Was die Medien in Holland besonders freut und Promes besonders schaden dürfte: Bereits vor dem Messerangriff auf seinen Neffen wurde das Telefon des Fußballers von den Behörden überwacht – da bereits zu diesem Zeitpunkt der Verdacht bestand, dass er in den Drogenschmuggel verwickelt sein könnte. Die Gesprächsprotokolle liefern den Medien nun das Futter, das sie dann gerne verschlingen.

So wurde bekannt, dass Promes nach der Tat seinem Vater am Telefon vorwarf, dass dieser bei der Auseinandersetzung dazwischengegangen war und er bekannte, dass er seinem Neffen in den Hals hatte stechen wollen. Ob die Aussagen bei der Urteilsfindung vor Gericht verwendet werden dürfen, ist noch nicht klar, denn die Telefon-Überwachung wurde rechtlich gesehen wegen eines anderen vermuteten Vergehens, dem Drogenhandel, in Auftrag gegeben. Der Grund für den Promes-Ausraster: Sein Neffe hatte einer Tante Jahre zuvor angeblich eine Kette gestohlen. "Wer meine Tante beklaut, den bringe ich um", sagte Promes am Telefon. Am 19. Juni fällt das Gericht das Urteil.

Telefonüberwachung bringt Behörden auf die Promes-Spur

Während des langwierigen Prozesses wurden im März dann auf einmal neue Vorwürfe gegen Promes bekannt: Er soll mit anderen Verdächtigen mehr als 1,3 Tonnen Kokain über den belgischen Hafen Antwerpen importiert haben. Die Drogen waren in Containern hinter einer Ladung Salz versteckt. Und wieder sind die Behörden zuversichtlich, dass sie das Gericht von der Schuld des Fußballers überzeugen können. Denn wiederum spielt das Telefon des Kickers eine Hauptrolle: Mithilfe eines Hacks gelang es, die verschlüsselten Nachrichten zwischen den angeblichen Bandenmitgliedern zu lesen – und die Staatsanwaltschaft ist sich sicher, dass eines der Telefone Promes gehört.

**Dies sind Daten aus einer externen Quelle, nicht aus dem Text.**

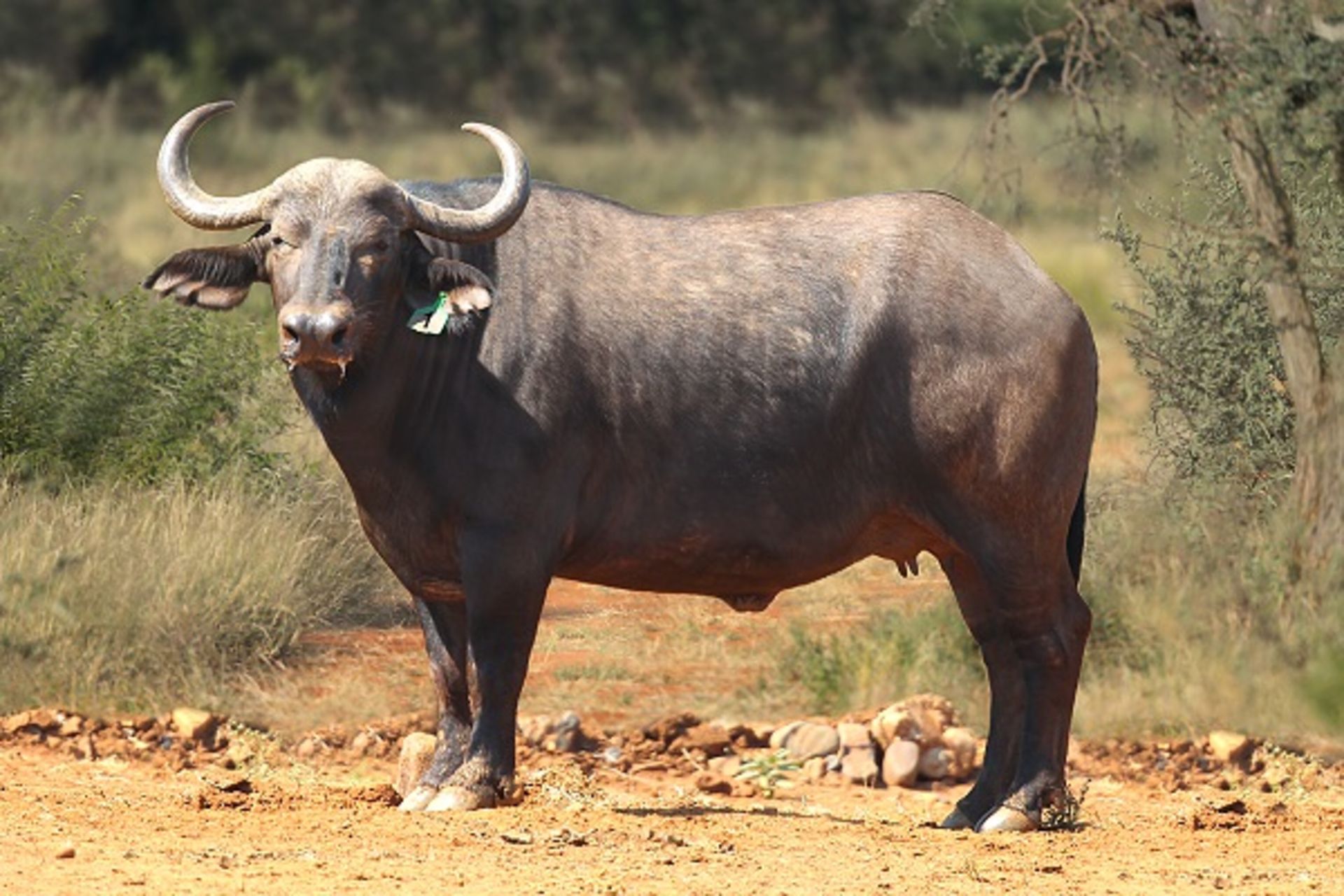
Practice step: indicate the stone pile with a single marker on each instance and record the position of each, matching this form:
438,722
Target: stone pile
917,739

QUINCY PROMES SPARTAKGetty Images

"Meine Jungs sind auf dem Weg nach Antwerpen", soll Promes geschrieben haben. In Belgien gelang es der Polizei aber, einen Großteil des Kokains sicherzustellen. "Meine letzte Lieferung ist halb missglückt. Deshalb hat sich mein Gewinn halbiert", schrieb der Fußballer angeblich später. Er soll, so der Vorwurf, nicht nur sein eigenes Geld investiert haben, um die Drogen anzukaufen, sondern auch die Abholer angeleitet haben.

Schon kurz nachdem die Messerattacke an die Öffentlichkeit geraten war, wechselte Promes im Februar 2021 von Ajax Amsterdam wieder zu Spartak Moskau – was in seinem Fall durchaus als "Flucht" gewertet werden kann. Denn die Prozesse in den Niederlanden finden in seiner Abwesenheit statt. Angeblich, weil er in Russland seinem Beruf nachgehen muss und dort nicht fehlen kann. Eine Reise in die Niederlande kommt für ihn aktuell nicht in Frage. Da ist es nur konsequent, dass sich Promes inzwischen nach russischen Medienberichten um die russische Staatsbürgerschaft bemüht. Und wenn man sich mit einem guten alten Freund treffen will, dann geht das natürlich immer noch in Moskau.